Breakfast, the most important meal of the day, is one of the most disregarded and often left out all together. There is plenty of data and research done showing the positive effects of eating breakfast on blood sugar control, weight management, intellectual, mood, and emotions. Yes we get it, eating breakfast is important. But what is often completely missed is WHAT to eat for breakfast. The standard American diet breakfasts of cereal and orange juice or low fat yogurt and granola is awful advice and only sets us up for failure (both nutritionally, academically, and physiologically).
So what the heck do you eat for breakfast? Bacon and eggs…… Honestly. The key to a nourishing start to your day is threefold.
- A healthy helping of fat and protein surrounded by some vegetables or fruit. Bacon and eggs (that being MSG free and pastured eggs) is one of the best breakfasts you can eat. Doesn’t that make you happy? It makes me happy.
- A portion of your breakfast should be easily digestible – soaked, sprouted or fermented grains, cultured dairy or fermented fruits and vegetables for ultimate nutrient absorption and easy digestion.
- Do not rush. Eat in a relaxed environment in the morning. Go to bed earlier and get up earlier. Prep the night before, set the breakfast table and spend some time sitting down and eating (not shoving food into your mouth on the way out the door). You will have to get up earlier but the benefits are worth it because breakfast sets the stage for the rest of your day.
Now that I have gotten you to throw the standard breakfast items out the window what should you eat instead? It is not that radical of a change, just a tiny bit more planning and some thinking. One of the easiest ways to make these changes it to have a daily breakfast rhythm so that you do not spend so much time thinking about it every day. For example, Mondays and Wednesdays you can have soaked oat (or other grain) porridge with butter, cultured cream or whole fat yogurt along with frozen berries and some nuts and seeds. Tuesdays and Thursdays can be a simple veggie and egg scramble with a glass of kefir. Fridays you can make a yogurt or kefir based smoothie (keep it to one fruit to avoid insulin spike). Saturdays you can have a pancake day and Sunday omelettes and bacon or a full English breakfast. This rhythm keeps it simple but nourishing. Other breakfast options include meat and egg muffins, a parfait of cottage cheese, creme fraiche or whole milk yogurt with berries, nuts and seeds, homemade soaked or sprouted flour muffins or sourdough or sprouted grain bread with nut butter and a bowl of whole milk yogurt and fruit.
Nourishing breakfasts do not have to be difficult or anything fancy. Just ensure you have quality fat and protein and limit your carbohydrates and sugars. If you tend to have a mid morning energy slump or cannot make it lunch, experiment with more fats and protein at breakfast and limit or eliminate all carbs and sugars. In order to maintain blood sugar levels, energy and hormone regulation, it is important to eat enough breakfast to keep yourself full until lunchtime, not a small snack that leads to more snacking every few hours.

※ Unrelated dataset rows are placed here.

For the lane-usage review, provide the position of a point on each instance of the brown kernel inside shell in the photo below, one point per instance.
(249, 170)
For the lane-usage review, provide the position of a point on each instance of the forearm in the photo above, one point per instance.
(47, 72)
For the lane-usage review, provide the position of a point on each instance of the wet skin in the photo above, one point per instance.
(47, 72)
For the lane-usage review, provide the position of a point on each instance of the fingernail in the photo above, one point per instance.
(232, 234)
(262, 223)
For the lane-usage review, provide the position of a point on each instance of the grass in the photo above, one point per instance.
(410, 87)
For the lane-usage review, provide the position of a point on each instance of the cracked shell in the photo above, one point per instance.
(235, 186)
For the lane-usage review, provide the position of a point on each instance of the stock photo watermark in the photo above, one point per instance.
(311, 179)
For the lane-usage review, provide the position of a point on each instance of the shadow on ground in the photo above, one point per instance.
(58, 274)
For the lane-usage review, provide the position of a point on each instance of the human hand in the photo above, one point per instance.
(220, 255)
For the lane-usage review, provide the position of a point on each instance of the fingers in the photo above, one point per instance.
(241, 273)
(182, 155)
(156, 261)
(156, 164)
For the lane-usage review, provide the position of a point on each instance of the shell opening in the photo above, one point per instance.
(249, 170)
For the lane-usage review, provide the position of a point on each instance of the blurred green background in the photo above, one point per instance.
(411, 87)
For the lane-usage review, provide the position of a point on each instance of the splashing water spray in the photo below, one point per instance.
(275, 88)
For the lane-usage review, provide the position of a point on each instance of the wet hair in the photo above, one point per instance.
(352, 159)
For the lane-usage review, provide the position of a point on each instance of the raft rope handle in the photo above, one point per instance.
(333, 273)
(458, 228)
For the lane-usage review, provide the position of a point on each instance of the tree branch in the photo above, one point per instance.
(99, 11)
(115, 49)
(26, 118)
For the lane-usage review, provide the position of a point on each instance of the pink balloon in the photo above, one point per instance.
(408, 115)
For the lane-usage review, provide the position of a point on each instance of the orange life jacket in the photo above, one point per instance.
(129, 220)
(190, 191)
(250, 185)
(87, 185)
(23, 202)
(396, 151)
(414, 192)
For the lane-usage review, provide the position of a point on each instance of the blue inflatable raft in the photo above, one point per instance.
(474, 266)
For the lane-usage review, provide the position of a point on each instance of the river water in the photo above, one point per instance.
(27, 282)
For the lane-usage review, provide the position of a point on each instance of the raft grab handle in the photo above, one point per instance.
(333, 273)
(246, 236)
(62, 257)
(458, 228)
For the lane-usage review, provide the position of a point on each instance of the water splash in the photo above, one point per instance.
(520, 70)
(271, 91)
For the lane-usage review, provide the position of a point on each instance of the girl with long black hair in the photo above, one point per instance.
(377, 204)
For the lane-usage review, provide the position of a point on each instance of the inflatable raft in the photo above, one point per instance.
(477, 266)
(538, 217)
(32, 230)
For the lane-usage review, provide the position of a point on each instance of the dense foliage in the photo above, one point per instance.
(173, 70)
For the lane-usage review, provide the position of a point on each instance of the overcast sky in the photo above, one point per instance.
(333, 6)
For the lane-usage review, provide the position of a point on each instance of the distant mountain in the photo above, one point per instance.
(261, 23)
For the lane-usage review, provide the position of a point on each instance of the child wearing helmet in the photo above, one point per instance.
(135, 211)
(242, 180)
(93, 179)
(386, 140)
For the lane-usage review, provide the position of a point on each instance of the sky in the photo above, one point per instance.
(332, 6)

Try this out for a week and see if you can notice a difference in your day! I know I do! Here are two recipes from my favorite cookbook Nourishing Traditions by Weston A Price President, Sally Fallon-Morrell.
For soaked oat porridge:
For 2 servings, the night before, mix 1 cup of oats (rolled or cracked), 1 cup water and 2 tbsp yogurt, kefir, buttermilk or lemon juice if keeping it dairy free), cover and leave overnight. In the morning, bring 1 cup of water to a boil with sea salt. Add soaked oats, reduce heat, cover and simmer several minutes. Remove from heat in stir in ground flaxseeds, sunflower seeds, almonds, or other desired nuts and seeds. Serve with plenty of butter, cultured cream, or whole yogurt and berries.
For Soaked Pancakes:
2 cups kamut, spelt or whole wheat flour
2 cups buttermilk, kefir, or yogurt (you can also use 2 cups water with 2 tbsp lemon juice for dairy free)
2 eggs, lightly beaten
2 tbsp honey
1/2 tsp sea salt
1 tsp baking soda
Soak flour in buttermilk in a warm place for 12-24 hours. Stir in other ingredients and thin to desired consistency with water. Cook on hot, oiled griddle or cast iron skillet. These pancakes cook more slowly than the usual pancake. Serve with butter and other favorite toppings.
Why soak your grains? This is an entire post in itself, but the quick and short of it is that soaking grains make them easily digestible and allows you to absorb the nutrients. It neutralizes the phytic acid of the grain, the self defense that binds to many vitamins and minerals in your body, pulling them out.